10 Times WWE Was Categorically Worse Than It Is Right Now
3. 2007: Post-Benoit
The rise and fall of Ken Kennedy in WWE perhaps best reflects the carnage caused in the wake of Chris Benoit's 2007 double murder-suicide. For all the wrong reasons, the staggering of his momentum along with that of numerous colleagues was something quite remarkable for those still watching week-to-week.
His main event push looked an absolute certainty until the post-Benoit media pile-on knackered the blundering company man. Kennedy made some ill-advised comments about reduced drug use in modern day WWE, with some ludicrous sweeping generalisations about "those big guys in the 80s" that should have been nowhere near live television.
The slippery slope steepened when he failed a Wellness Test mere weeks after his latest press junket. You could almost hear the sounds of millions of palms hitting faces the world over when that news broke.

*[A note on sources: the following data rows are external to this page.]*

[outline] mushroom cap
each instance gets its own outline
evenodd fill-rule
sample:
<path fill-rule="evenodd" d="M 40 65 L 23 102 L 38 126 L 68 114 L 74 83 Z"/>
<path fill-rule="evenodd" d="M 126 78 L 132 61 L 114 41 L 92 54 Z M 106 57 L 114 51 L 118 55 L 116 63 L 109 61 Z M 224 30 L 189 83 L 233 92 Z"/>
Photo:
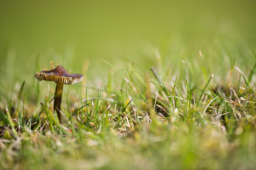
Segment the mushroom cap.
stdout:
<path fill-rule="evenodd" d="M 66 85 L 79 83 L 83 79 L 82 75 L 70 74 L 61 66 L 58 66 L 53 70 L 36 73 L 35 77 L 40 81 L 54 81 L 56 83 Z"/>

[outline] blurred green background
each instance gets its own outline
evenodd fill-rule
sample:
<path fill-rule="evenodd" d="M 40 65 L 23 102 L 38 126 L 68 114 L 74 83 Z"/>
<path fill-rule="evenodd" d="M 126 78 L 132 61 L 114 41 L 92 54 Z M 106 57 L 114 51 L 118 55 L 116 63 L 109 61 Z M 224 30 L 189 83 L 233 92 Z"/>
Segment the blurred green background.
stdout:
<path fill-rule="evenodd" d="M 245 73 L 253 65 L 255 4 L 254 1 L 1 1 L 1 80 L 8 80 L 11 86 L 17 81 L 34 81 L 38 60 L 40 69 L 50 68 L 53 61 L 77 73 L 89 64 L 87 84 L 97 85 L 97 79 L 106 77 L 110 67 L 98 58 L 124 71 L 127 63 L 138 71 L 155 66 L 162 76 L 161 67 L 171 75 L 184 72 L 184 60 L 197 74 L 214 74 L 225 80 L 233 58 L 238 66 L 243 60 Z M 156 64 L 155 49 L 161 65 Z"/>

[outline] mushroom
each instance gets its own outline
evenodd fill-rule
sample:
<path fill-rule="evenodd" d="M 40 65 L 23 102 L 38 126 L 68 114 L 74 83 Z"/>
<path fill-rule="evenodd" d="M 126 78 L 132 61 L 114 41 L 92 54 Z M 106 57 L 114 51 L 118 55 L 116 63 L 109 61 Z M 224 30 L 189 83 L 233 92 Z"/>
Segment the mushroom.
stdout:
<path fill-rule="evenodd" d="M 62 96 L 63 85 L 74 84 L 82 81 L 83 77 L 81 74 L 69 74 L 62 66 L 58 66 L 53 70 L 42 71 L 36 73 L 35 77 L 38 80 L 54 81 L 56 83 L 54 109 L 56 111 L 60 123 L 61 122 L 60 103 Z"/>

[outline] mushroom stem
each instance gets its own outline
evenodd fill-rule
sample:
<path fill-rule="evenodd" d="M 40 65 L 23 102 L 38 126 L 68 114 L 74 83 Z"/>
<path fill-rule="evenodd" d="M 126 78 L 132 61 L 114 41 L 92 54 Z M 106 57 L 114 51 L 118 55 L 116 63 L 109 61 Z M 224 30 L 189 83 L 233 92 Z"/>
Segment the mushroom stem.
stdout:
<path fill-rule="evenodd" d="M 62 97 L 63 84 L 56 83 L 55 98 L 54 98 L 54 110 L 56 110 L 59 123 L 61 123 L 61 114 L 60 114 L 60 103 Z"/>

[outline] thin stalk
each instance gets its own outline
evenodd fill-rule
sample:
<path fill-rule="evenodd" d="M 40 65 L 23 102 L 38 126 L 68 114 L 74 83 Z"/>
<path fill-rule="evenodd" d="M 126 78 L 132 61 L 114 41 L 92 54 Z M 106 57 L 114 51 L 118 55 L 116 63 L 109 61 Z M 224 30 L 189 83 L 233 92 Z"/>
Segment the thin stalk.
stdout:
<path fill-rule="evenodd" d="M 61 114 L 60 113 L 60 103 L 62 97 L 63 84 L 56 83 L 56 90 L 54 99 L 54 110 L 56 111 L 59 123 L 61 123 Z"/>

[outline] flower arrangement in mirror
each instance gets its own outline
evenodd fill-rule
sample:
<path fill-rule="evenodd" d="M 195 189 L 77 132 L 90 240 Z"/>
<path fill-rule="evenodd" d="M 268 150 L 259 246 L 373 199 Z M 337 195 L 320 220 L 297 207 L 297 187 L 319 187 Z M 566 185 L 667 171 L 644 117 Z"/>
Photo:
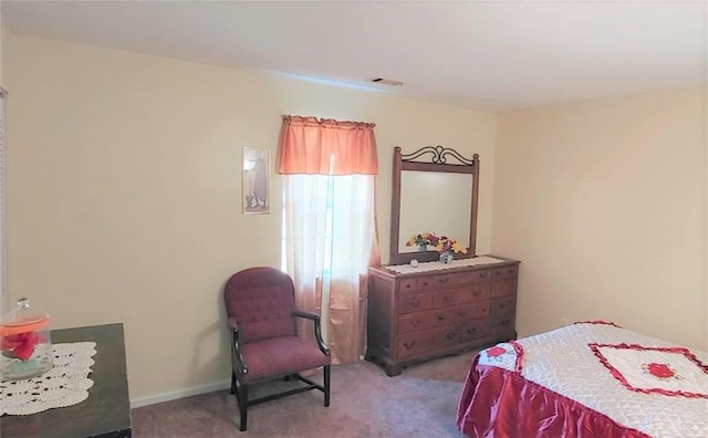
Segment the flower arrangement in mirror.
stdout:
<path fill-rule="evenodd" d="M 444 263 L 449 263 L 454 258 L 454 253 L 467 253 L 467 248 L 462 247 L 457 240 L 450 239 L 447 236 L 438 237 L 431 232 L 410 236 L 410 239 L 406 242 L 406 247 L 413 246 L 417 246 L 420 251 L 427 251 L 428 246 L 435 247 L 435 250 L 440 253 L 440 261 Z"/>
<path fill-rule="evenodd" d="M 438 243 L 438 238 L 431 232 L 421 232 L 420 234 L 413 234 L 410 239 L 406 242 L 406 247 L 418 247 L 420 251 L 427 251 L 428 246 L 436 246 Z"/>

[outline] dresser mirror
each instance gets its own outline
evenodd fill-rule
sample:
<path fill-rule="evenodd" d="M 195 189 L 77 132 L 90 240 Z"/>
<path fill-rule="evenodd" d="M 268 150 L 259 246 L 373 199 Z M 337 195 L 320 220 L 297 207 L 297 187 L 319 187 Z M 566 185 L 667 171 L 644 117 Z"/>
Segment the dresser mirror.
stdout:
<path fill-rule="evenodd" d="M 447 236 L 467 247 L 467 253 L 455 258 L 475 257 L 477 238 L 477 198 L 479 188 L 479 155 L 472 159 L 442 146 L 426 146 L 413 154 L 394 148 L 391 264 L 437 260 L 438 252 L 420 251 L 406 246 L 418 233 Z"/>

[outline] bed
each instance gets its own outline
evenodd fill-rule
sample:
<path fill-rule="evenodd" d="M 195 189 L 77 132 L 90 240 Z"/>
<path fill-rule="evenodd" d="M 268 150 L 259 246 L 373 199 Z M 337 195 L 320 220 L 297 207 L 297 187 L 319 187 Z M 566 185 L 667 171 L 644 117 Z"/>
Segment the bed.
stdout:
<path fill-rule="evenodd" d="M 608 322 L 479 352 L 457 411 L 469 437 L 708 437 L 708 353 Z"/>

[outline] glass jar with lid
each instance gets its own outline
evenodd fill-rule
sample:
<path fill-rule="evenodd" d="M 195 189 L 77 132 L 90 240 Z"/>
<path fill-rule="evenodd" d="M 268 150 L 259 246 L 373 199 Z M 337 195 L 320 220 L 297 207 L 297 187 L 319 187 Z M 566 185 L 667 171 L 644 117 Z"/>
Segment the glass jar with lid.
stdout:
<path fill-rule="evenodd" d="M 0 378 L 20 380 L 52 369 L 54 355 L 49 315 L 30 307 L 25 298 L 0 319 Z"/>

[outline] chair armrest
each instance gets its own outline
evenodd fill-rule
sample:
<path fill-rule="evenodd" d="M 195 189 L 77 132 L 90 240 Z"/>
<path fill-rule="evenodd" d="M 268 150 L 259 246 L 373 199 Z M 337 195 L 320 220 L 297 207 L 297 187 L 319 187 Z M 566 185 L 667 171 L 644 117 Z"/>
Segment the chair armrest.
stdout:
<path fill-rule="evenodd" d="M 320 315 L 317 315 L 314 312 L 305 312 L 301 310 L 292 311 L 291 315 L 312 320 L 312 322 L 314 323 L 314 338 L 315 341 L 317 341 L 317 346 L 320 347 L 320 351 L 324 353 L 325 356 L 330 356 L 330 348 L 327 348 L 326 344 L 324 343 L 324 340 L 322 338 L 322 326 L 320 323 Z"/>

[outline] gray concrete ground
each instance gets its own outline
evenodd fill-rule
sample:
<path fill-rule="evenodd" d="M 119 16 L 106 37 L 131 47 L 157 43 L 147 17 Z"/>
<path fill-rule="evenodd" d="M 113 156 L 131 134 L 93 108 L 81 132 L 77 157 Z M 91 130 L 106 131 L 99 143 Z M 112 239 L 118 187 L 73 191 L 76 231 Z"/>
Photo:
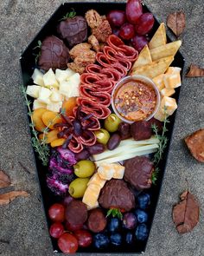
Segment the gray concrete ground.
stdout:
<path fill-rule="evenodd" d="M 0 168 L 11 177 L 16 189 L 24 189 L 31 194 L 0 207 L 0 254 L 3 256 L 53 254 L 20 93 L 18 58 L 62 2 L 0 1 Z M 185 11 L 188 23 L 182 52 L 186 66 L 191 62 L 203 66 L 203 1 L 144 2 L 161 21 L 165 21 L 169 12 Z M 204 255 L 204 166 L 190 156 L 182 141 L 188 134 L 204 128 L 203 82 L 203 78 L 183 79 L 173 142 L 146 256 Z M 19 161 L 28 167 L 30 174 L 22 168 Z M 172 222 L 171 209 L 178 195 L 187 188 L 186 179 L 188 188 L 200 201 L 201 220 L 193 232 L 179 235 Z"/>

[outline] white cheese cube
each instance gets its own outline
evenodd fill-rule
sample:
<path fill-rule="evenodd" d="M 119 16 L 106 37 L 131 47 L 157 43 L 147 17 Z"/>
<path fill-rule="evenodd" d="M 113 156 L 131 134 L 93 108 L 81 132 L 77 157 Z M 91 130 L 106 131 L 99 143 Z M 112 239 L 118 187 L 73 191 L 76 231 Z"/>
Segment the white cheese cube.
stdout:
<path fill-rule="evenodd" d="M 61 111 L 61 108 L 62 106 L 62 102 L 51 102 L 49 104 L 47 105 L 47 109 L 59 113 Z"/>
<path fill-rule="evenodd" d="M 161 101 L 160 108 L 163 114 L 164 114 L 164 110 L 166 109 L 167 115 L 171 115 L 175 112 L 175 110 L 177 108 L 175 99 L 171 97 L 167 97 L 167 96 L 163 97 Z"/>
<path fill-rule="evenodd" d="M 67 98 L 80 96 L 79 86 L 80 75 L 79 73 L 73 75 L 68 81 L 61 82 L 60 84 L 60 93 Z"/>
<path fill-rule="evenodd" d="M 49 70 L 45 73 L 45 75 L 43 75 L 43 81 L 44 81 L 44 84 L 45 87 L 50 88 L 54 87 L 54 88 L 58 88 L 59 87 L 59 83 L 56 80 L 55 75 L 53 72 L 52 69 L 49 69 Z"/>
<path fill-rule="evenodd" d="M 45 103 L 42 103 L 39 100 L 35 100 L 33 103 L 33 110 L 35 110 L 37 108 L 46 108 L 47 105 Z"/>
<path fill-rule="evenodd" d="M 35 69 L 34 73 L 31 77 L 34 81 L 34 83 L 35 83 L 37 85 L 44 86 L 43 73 L 41 71 L 40 71 L 37 69 Z"/>
<path fill-rule="evenodd" d="M 175 94 L 175 90 L 174 89 L 164 88 L 161 90 L 162 96 L 170 97 Z"/>
<path fill-rule="evenodd" d="M 61 70 L 61 69 L 57 69 L 55 70 L 55 76 L 56 76 L 57 81 L 60 83 L 63 81 L 66 81 L 67 78 L 69 78 L 73 74 L 75 74 L 75 72 L 70 69 L 67 69 L 66 70 Z"/>
<path fill-rule="evenodd" d="M 38 98 L 39 90 L 41 86 L 39 85 L 28 85 L 26 89 L 26 94 L 33 98 Z"/>
<path fill-rule="evenodd" d="M 61 95 L 59 91 L 57 90 L 53 90 L 49 98 L 51 102 L 54 102 L 63 101 L 63 95 Z"/>
<path fill-rule="evenodd" d="M 51 95 L 52 91 L 48 88 L 41 87 L 39 90 L 39 96 L 38 100 L 43 103 L 49 104 L 50 99 L 49 96 Z"/>
<path fill-rule="evenodd" d="M 163 82 L 166 88 L 175 89 L 182 85 L 179 73 L 173 75 L 164 75 Z"/>

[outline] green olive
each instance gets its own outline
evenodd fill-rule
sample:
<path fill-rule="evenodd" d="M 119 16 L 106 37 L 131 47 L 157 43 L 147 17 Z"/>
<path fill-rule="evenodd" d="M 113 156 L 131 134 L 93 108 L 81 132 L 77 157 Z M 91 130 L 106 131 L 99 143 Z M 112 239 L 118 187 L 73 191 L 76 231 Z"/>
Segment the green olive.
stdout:
<path fill-rule="evenodd" d="M 92 176 L 95 169 L 95 164 L 90 160 L 81 160 L 73 166 L 74 174 L 80 178 Z"/>
<path fill-rule="evenodd" d="M 83 197 L 85 191 L 87 188 L 88 178 L 77 178 L 69 184 L 68 192 L 73 198 Z"/>
<path fill-rule="evenodd" d="M 121 120 L 118 116 L 115 114 L 111 114 L 105 120 L 105 128 L 108 130 L 110 133 L 114 133 L 118 131 L 118 126 L 121 122 Z"/>
<path fill-rule="evenodd" d="M 110 139 L 110 134 L 108 131 L 106 131 L 105 129 L 99 129 L 98 131 L 95 131 L 95 135 L 96 135 L 96 138 L 97 138 L 97 141 L 106 145 L 108 142 L 108 140 Z"/>

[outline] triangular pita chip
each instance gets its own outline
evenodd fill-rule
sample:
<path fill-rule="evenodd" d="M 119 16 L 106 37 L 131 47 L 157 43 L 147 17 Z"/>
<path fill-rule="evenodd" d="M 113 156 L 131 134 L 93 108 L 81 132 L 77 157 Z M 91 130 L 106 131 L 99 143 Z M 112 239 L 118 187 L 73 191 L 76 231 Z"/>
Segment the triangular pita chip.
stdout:
<path fill-rule="evenodd" d="M 175 41 L 165 45 L 151 49 L 150 55 L 152 61 L 156 61 L 170 56 L 175 56 L 182 45 L 182 41 Z"/>
<path fill-rule="evenodd" d="M 149 43 L 149 48 L 154 49 L 167 43 L 166 28 L 164 23 L 161 23 L 158 30 Z"/>
<path fill-rule="evenodd" d="M 135 62 L 131 69 L 133 69 L 138 67 L 150 64 L 151 62 L 152 62 L 152 60 L 151 60 L 151 56 L 150 53 L 149 47 L 145 45 L 143 49 L 141 50 L 137 60 Z"/>
<path fill-rule="evenodd" d="M 161 74 L 164 74 L 167 69 L 170 66 L 174 61 L 174 56 L 168 56 L 157 61 L 153 62 L 150 64 L 134 69 L 131 72 L 131 75 L 141 75 L 149 78 L 154 78 Z"/>

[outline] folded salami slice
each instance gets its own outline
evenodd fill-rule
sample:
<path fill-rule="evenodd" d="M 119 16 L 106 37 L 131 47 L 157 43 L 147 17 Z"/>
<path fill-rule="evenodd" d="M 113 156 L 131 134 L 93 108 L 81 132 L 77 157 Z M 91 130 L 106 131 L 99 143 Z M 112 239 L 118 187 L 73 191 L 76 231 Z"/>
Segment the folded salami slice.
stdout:
<path fill-rule="evenodd" d="M 96 143 L 96 135 L 92 131 L 85 130 L 80 135 L 80 141 L 82 145 L 92 146 Z"/>
<path fill-rule="evenodd" d="M 77 103 L 82 107 L 85 113 L 92 113 L 99 119 L 105 119 L 111 114 L 111 110 L 107 107 L 98 104 L 88 98 L 79 97 Z"/>

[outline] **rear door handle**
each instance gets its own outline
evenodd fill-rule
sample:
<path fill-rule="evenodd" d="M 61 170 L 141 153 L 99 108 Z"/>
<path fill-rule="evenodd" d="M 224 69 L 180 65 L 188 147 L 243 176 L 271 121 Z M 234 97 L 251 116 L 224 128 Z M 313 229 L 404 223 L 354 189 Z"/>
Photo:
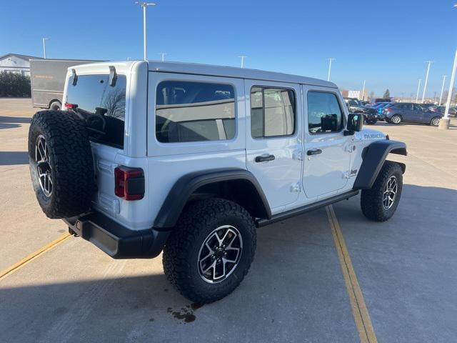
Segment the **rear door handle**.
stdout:
<path fill-rule="evenodd" d="M 313 149 L 313 150 L 308 150 L 308 151 L 306 151 L 308 156 L 318 155 L 319 154 L 322 154 L 322 150 L 320 149 Z"/>
<path fill-rule="evenodd" d="M 261 156 L 258 156 L 256 157 L 256 161 L 258 162 L 267 162 L 268 161 L 273 161 L 275 159 L 274 155 L 270 155 L 268 154 L 265 154 Z"/>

The reality was setting in that the threat of an actual test failure was real, rather than a virtual impossibility.
Names were disappearing from view entirely quicker than the veins and muscles from most of the midcard, with various other legal issues catching those yet to find themselves with polluted p*ss. Suspensions hijacked countless programmes and trajectories, with Kennedy's perhaps the most devastating of the bunch. He lost his slot as Mr McMahon's son to Hornswoggle - one of the few performers unlikely to be caught with steroids in his system. That it landed them in a creative cul-de-sac with one of the biggest angles of the year was suddenly of lesser importance.